A cohort design with retrospective chart review was conducted at a high-volume urban ED. Patients were included if any glucose level was greater than or equal to 400 mg/dL and they were discharged from the ED. Generalized estimating equation models were created for the 7-day outcomes with a primary predictor of discharge glucose.
The cohort consisted of 422 patients with 566 ED encounters. Mean arrival and discharge glucose were 491 mg/dL (SD 82 mg/dL) and 334 mg/dL (SD 101 mg/dL), respectively.
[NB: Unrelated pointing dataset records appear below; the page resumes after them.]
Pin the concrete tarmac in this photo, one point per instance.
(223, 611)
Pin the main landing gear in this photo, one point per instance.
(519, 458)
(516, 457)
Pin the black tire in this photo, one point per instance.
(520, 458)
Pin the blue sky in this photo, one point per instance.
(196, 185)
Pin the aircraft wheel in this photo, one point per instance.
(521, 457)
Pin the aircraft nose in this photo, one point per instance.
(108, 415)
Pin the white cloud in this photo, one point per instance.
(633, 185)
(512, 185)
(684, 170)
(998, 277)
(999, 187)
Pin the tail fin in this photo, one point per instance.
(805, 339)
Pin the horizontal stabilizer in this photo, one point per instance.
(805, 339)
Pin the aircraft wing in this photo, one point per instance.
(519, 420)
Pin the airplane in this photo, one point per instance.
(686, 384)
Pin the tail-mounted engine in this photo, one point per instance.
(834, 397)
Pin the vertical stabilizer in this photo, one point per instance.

In the 7-day follow-up period, 62 (13%) and 36 (7%) patients had a repeat ED visit for hyperglycemia and were hospitalized, respectively. Two patients had diabetic ketoacidosis. After adjustment for arrival glucose, whether a chemistry panel was obtained, amount of intravenous fluids administered, and amount of subcutaneous insulin administered, discharge glucose was not associated with repeat ED visit for hyperglycemia (adjusted odds ratio 0.997; 95% confidence interval 0.993 to 1.001) or hospitalization for any reason (adjusted odds ratio 0.998; 95% confidence interval 0.995 to 1.002).
ED discharge glucose in patients with moderate to severe hyperglycemia was not associated with 7-day outcomes of repeat ED visit for hyperglycemia or hospitalization. Attaining a specific glucose goal before discharge in patients with hyperglycemia may be less important than traditionally thought.